Watson received the prosthetic hands and artificial eyeball at the wish of his grandfather upon his death. The two shared a special bond following the war, fishing and hunting together in southwest Missouri.

The experience influenced the grandson to also join the Army. Watson served nearly nine years, quickly gaining the rank of staff sergeant. He earned his Sapper Tab and membership in the Sergeant Audie Murphy Club.

By far what he enjoyed the most were his duties as a Basic Combat Drill Sergeant.

“What I miss more than anything is calling double time cadence,” he said. “I could call it for miles and the louder I hollered the more it motivated me and my guys.”

Watson this week cast into cadence the Table Rock bass. He now is headed to the 2016 GEICO Bassmaster Classic presented by GoPro.

Part II, living the dream

Last year Brett Preuett lived every collegiate angler’s dream. In 2014 the University of Louisiana-Monroe student won the Carhartt Bassmaster College Series. In doing so he earned a trip to the 2015 GEICO Bassmaster Classic. Preuett also won the use of a 2015 Toyota Tundra for a year, a NITRO Z8 with a 225-horsepower Mercury Optimax ProXS, as well as $7,500 from Carhartt for tournament expenses, as well as entry fees into all nine Opens.

Preuett fished the Central, Southern and Northern divisions is now poised to live another dream. Preuett is on the Top 5 short list of Central Opens anglers eligible to gain entry into the 2016 Bassmaster Elite Series. He earned that right after making two Top 12 cuts at Table Rock and the first event. That was held in March and he finished eighth, fishing on the final day with an ugly case of the flu. He finished sixth at Table Rock.

“I’m so nervous right now I can hardly stand it,” he said, moments after wrapping up the season with a sixth-place finish. “Making the Classic was a dream come true.”

“To fish the Elite Series is beyond my dreams.”

At ULM he earned an MBA in business administration and undergraduate degree in management.

“I hope that I don’t need to use the MBA anytime soon,” he said.

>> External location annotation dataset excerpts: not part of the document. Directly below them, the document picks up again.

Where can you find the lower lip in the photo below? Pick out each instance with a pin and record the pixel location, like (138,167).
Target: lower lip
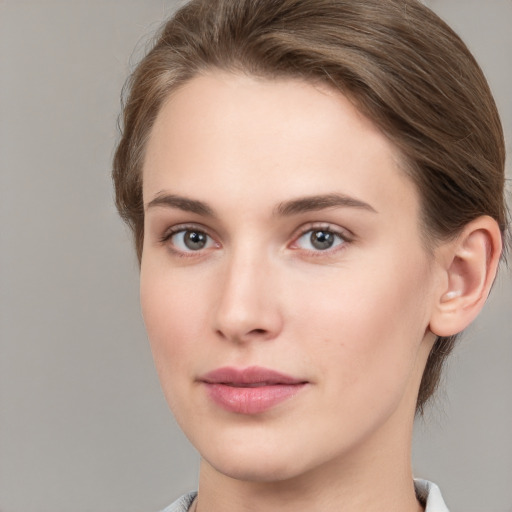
(245,400)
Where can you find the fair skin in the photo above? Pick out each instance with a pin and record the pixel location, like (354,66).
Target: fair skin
(281,232)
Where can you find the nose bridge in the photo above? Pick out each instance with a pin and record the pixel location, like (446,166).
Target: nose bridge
(248,303)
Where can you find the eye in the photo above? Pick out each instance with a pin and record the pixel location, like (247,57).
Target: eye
(319,240)
(190,240)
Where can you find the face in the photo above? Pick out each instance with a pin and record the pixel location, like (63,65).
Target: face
(284,284)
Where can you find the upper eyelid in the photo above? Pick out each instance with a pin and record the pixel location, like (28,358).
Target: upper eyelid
(344,233)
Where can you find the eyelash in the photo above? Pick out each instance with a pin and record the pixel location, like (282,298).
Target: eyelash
(344,237)
(183,228)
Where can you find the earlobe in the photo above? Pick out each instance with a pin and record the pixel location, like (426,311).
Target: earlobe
(469,267)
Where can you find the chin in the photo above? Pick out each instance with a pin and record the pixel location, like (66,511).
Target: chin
(254,469)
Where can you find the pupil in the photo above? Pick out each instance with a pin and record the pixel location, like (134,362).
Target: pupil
(195,240)
(322,239)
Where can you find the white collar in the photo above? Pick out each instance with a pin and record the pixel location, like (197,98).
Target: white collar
(430,494)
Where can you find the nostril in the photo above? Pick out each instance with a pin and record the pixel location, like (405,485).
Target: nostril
(258,331)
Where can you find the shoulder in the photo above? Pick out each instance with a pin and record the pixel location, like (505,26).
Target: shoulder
(429,494)
(182,504)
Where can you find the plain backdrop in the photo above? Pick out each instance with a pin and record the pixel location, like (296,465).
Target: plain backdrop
(83,424)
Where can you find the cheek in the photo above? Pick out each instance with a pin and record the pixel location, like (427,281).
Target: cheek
(172,319)
(367,326)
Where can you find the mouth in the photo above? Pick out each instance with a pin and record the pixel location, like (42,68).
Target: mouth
(251,390)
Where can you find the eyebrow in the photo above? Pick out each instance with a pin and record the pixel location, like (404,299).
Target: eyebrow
(181,203)
(320,202)
(284,209)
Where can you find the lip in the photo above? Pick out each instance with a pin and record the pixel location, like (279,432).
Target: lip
(251,390)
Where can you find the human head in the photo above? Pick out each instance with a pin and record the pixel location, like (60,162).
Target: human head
(401,66)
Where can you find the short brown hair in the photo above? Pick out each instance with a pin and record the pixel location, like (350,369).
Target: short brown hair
(401,65)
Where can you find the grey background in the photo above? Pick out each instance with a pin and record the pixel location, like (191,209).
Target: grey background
(83,424)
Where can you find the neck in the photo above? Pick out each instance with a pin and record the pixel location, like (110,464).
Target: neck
(372,478)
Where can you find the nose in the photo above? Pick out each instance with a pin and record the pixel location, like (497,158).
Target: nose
(249,306)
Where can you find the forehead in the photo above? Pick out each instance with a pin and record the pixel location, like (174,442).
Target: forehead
(267,140)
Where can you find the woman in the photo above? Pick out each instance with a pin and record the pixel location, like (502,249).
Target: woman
(316,193)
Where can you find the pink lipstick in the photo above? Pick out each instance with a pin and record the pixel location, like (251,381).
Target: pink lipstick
(251,390)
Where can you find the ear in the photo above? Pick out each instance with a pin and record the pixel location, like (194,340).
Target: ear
(468,267)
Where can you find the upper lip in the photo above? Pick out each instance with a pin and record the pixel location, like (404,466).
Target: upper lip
(250,376)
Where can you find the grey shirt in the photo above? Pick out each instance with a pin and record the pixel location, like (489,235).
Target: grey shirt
(427,492)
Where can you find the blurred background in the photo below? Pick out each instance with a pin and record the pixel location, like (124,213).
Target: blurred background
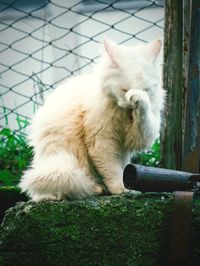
(43,42)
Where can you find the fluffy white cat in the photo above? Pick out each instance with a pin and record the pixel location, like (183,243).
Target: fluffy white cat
(84,133)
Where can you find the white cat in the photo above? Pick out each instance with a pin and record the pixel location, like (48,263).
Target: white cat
(84,133)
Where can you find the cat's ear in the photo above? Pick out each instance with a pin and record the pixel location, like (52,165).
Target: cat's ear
(112,50)
(155,47)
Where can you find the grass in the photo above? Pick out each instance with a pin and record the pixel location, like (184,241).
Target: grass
(15,156)
(148,158)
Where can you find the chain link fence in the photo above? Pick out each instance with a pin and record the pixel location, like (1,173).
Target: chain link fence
(43,42)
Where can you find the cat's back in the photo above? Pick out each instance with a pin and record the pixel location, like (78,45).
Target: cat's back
(68,96)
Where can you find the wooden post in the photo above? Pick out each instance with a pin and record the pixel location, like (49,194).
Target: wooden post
(180,139)
(171,138)
(191,126)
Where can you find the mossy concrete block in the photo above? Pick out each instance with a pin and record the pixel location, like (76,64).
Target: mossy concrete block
(108,230)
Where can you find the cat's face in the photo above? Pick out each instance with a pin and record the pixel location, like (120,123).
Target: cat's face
(132,68)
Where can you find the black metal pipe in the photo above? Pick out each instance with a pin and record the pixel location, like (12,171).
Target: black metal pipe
(152,179)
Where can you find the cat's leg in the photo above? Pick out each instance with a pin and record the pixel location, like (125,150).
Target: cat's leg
(56,177)
(143,128)
(108,162)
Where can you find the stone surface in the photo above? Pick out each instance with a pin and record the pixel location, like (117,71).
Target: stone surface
(108,230)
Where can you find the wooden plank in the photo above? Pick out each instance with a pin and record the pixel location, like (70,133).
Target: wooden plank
(191,129)
(171,137)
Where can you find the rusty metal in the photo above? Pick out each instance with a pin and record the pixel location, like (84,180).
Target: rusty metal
(152,179)
(181,229)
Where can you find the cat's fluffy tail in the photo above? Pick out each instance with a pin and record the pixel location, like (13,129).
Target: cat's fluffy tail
(57,176)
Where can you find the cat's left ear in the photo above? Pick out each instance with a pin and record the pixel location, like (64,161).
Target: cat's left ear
(112,50)
(155,48)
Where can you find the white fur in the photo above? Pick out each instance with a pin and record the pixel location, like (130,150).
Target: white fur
(88,126)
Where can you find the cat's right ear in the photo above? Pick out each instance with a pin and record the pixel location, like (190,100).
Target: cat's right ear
(111,49)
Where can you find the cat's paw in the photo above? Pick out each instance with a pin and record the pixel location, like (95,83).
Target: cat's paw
(138,101)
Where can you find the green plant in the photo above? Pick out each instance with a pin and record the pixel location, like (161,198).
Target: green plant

Preuett was an original founder of the ULM bass fishing team, now a solid competitor in the B.A.S.S. collegiate league.

Clunn’s classic timepiece

View the Saturday epic photo gallery of photographer James Overstreet and find a wristwatch hanging from the right side waist of Rick Clunn.

The timepiece isn’t a fashion statement. How long he’s worn it is unknown, even to Clunn. The watch is held in place with an engraved piece of fitted leather.

“The watch has outlasted the leather, several times,” he said. “I’ve had a leather maker retool a new piece more than once.”

Clunn knows the watch dates back at least to the childhood of two daughters, Brooke and Cortney. Both are grown and have families, putting the watch in use for at least two decades.

Count the number of tournaments and it possibly dates back to Clunn’s last Classic victory in 1990.